Às vezes, a execução de um processo do crontab do root pode causar problemas com a propriedade inicial do arquivo e rwx mode; esses podem não ser corretamente preservados.
Em qualquer caso:
1) para criar um novo usuário, simplifique:
$ sudo deluser my-user # if "my-user" is a regular user
$ adduser my-user
$ sudo gpasswd -a my-user sudo
2) para incluir uma nova entrada com uma tag NOPASSWD em sudoers ou em um arquivo (por exemplo, /etc/sudoers.d/60_my-user_rules ), faça os dois pontos ficarem na tag, ou seja, NOPASSWD:
Eu não vi isso antes com espaço intercalado e a regra do ano se torna:
my-user my-host = NOPASSWD: /full/path/to/cmd [parameter1 [| parameter2 [| ...]]]

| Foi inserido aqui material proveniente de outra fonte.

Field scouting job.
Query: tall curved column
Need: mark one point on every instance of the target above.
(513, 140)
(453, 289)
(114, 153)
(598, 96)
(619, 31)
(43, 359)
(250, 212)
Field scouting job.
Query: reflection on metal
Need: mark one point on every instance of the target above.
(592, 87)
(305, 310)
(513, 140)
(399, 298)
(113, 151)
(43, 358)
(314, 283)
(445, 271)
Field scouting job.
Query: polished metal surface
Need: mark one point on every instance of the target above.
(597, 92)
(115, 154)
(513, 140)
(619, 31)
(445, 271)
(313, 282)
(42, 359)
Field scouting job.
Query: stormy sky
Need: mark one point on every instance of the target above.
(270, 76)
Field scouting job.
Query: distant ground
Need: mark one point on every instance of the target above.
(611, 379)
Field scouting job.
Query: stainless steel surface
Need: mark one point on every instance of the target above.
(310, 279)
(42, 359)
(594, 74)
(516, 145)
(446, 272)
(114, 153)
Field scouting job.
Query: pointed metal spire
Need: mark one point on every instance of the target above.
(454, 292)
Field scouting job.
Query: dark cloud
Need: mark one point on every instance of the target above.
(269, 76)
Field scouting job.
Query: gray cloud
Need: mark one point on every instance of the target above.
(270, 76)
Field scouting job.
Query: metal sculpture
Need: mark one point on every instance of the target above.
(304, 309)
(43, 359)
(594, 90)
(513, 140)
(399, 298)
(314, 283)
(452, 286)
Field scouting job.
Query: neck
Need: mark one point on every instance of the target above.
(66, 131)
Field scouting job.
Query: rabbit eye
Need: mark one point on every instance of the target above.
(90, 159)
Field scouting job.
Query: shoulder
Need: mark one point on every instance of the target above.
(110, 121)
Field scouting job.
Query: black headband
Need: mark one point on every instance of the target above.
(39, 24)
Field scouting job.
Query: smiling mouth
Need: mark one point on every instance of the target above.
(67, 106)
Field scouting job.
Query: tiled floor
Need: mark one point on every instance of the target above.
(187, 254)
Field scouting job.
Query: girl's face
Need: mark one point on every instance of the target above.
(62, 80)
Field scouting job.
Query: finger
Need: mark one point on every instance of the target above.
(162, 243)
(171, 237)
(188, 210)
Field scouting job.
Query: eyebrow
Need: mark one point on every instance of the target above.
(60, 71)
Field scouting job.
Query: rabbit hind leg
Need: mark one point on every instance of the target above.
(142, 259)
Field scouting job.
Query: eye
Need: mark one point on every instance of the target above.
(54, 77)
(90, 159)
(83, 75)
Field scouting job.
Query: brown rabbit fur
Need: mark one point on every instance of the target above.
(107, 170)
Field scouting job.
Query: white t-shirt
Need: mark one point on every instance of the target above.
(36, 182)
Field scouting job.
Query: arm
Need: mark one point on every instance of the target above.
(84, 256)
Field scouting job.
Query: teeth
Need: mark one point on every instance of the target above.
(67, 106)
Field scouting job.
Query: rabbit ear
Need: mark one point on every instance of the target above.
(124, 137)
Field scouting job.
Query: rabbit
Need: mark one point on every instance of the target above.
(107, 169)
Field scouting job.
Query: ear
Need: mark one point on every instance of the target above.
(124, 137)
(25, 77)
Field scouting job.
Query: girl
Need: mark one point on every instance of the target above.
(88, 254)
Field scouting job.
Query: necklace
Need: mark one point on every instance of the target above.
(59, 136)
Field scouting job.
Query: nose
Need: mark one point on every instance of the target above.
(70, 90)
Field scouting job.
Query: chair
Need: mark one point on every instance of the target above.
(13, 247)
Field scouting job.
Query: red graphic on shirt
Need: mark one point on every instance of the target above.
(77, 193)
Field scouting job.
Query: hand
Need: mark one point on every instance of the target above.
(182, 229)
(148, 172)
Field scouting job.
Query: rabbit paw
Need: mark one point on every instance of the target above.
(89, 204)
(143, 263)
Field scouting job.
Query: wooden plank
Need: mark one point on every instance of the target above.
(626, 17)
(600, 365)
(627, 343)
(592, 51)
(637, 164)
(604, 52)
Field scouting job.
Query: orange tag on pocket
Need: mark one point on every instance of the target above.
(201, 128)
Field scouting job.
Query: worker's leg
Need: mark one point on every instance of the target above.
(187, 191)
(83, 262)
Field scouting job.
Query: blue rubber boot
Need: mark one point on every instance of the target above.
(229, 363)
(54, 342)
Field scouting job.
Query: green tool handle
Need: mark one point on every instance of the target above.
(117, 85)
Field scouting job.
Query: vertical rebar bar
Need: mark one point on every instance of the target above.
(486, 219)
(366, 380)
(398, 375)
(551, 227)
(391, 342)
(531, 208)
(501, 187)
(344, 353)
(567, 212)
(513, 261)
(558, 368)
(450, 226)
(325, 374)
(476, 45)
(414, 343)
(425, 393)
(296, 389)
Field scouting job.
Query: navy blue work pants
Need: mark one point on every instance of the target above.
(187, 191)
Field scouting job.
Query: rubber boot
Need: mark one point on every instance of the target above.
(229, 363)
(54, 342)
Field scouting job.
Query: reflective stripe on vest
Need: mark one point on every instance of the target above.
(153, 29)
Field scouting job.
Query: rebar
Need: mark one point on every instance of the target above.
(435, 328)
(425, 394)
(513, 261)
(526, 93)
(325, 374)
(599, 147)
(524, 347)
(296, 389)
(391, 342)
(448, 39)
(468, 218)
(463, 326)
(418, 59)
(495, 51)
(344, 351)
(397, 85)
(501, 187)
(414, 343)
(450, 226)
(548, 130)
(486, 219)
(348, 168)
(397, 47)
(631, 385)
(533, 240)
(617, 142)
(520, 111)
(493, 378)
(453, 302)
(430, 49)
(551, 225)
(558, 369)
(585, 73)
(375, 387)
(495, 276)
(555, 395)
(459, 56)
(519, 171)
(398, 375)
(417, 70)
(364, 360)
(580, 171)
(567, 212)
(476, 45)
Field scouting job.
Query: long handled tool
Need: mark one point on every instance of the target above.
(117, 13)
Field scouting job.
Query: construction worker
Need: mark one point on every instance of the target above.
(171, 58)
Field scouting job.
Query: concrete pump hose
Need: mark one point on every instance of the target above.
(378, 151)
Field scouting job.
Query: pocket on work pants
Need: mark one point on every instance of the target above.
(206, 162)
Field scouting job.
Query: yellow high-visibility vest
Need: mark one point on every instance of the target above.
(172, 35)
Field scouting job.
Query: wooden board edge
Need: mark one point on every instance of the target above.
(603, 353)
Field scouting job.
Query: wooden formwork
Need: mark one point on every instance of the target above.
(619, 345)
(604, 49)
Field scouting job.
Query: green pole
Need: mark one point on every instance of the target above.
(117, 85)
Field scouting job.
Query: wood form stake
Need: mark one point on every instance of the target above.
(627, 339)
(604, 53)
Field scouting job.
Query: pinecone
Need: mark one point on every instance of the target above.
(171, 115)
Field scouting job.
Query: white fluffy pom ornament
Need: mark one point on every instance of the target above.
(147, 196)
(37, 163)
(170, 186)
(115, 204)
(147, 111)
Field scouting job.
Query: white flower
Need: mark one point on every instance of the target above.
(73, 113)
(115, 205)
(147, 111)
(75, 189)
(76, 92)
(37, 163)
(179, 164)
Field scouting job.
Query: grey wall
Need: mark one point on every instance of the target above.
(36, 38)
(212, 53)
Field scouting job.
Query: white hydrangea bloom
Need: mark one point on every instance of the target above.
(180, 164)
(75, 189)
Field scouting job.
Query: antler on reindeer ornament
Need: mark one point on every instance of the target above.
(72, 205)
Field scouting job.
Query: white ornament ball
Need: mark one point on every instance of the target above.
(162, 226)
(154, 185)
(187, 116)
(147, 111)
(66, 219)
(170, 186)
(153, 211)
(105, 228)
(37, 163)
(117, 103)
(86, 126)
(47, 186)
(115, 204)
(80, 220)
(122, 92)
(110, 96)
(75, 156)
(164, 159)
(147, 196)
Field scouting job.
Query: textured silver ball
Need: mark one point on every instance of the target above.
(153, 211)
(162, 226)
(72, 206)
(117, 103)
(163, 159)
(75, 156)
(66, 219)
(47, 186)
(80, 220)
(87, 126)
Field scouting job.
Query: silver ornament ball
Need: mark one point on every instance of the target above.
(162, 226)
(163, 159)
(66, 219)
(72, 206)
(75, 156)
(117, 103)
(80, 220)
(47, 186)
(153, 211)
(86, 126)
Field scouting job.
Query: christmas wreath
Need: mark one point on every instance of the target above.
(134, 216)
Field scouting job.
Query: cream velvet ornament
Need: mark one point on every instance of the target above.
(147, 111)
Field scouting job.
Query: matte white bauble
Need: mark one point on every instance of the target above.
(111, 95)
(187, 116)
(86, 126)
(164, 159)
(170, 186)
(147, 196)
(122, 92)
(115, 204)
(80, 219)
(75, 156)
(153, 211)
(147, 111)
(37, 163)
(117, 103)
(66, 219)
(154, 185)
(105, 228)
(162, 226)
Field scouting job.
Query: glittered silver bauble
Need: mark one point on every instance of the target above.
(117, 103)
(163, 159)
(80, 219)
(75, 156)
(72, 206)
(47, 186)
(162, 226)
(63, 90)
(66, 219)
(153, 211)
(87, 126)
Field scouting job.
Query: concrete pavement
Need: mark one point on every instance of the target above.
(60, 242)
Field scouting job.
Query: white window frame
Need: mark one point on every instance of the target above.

A adição de (ALL) antes do NOPASSWD: é opcional, já que a regra é padronizada como (ALL:ALL) . No entanto, você pode querer não apenas executar seu cmd / script com privilégio de root, mas também executá-lo como um determinado usuário ( spec-user ) ou como um membro de um determinado grupo ( spec-group ) ou ambos. Nesse caso, a regra se torna:
my-user my-host = ([spec-user][:spec-group]) NOPASSWD: /full/path/to/cmd [parameter1 [| parameter2 [| ...]]]
Isso na verdade restringirá a eliminação de sudo sem senha a um usuário, um host e um comando. Você pode endurecer essa regra especificando o (s) parâmetro (s) opcional (is) para esse comando. Nesse caso, a regra será aplicada somente para aquele (s) parâmetro (s) exato (s).
Para scripts, você pode reforçar ainda mais essa regra, garantindo que a regra se aplique somente se o script não foi modificado de alguma forma . Esta é uma maneira de evitar o seqüestro de script. Isso é feito por meio do aliasing de cmd e da especificação de somas de SHA em /etc/sudoers.d/60_my-user_rules .
HTH. Por favor, informe se você tiver problemas com essa resposta.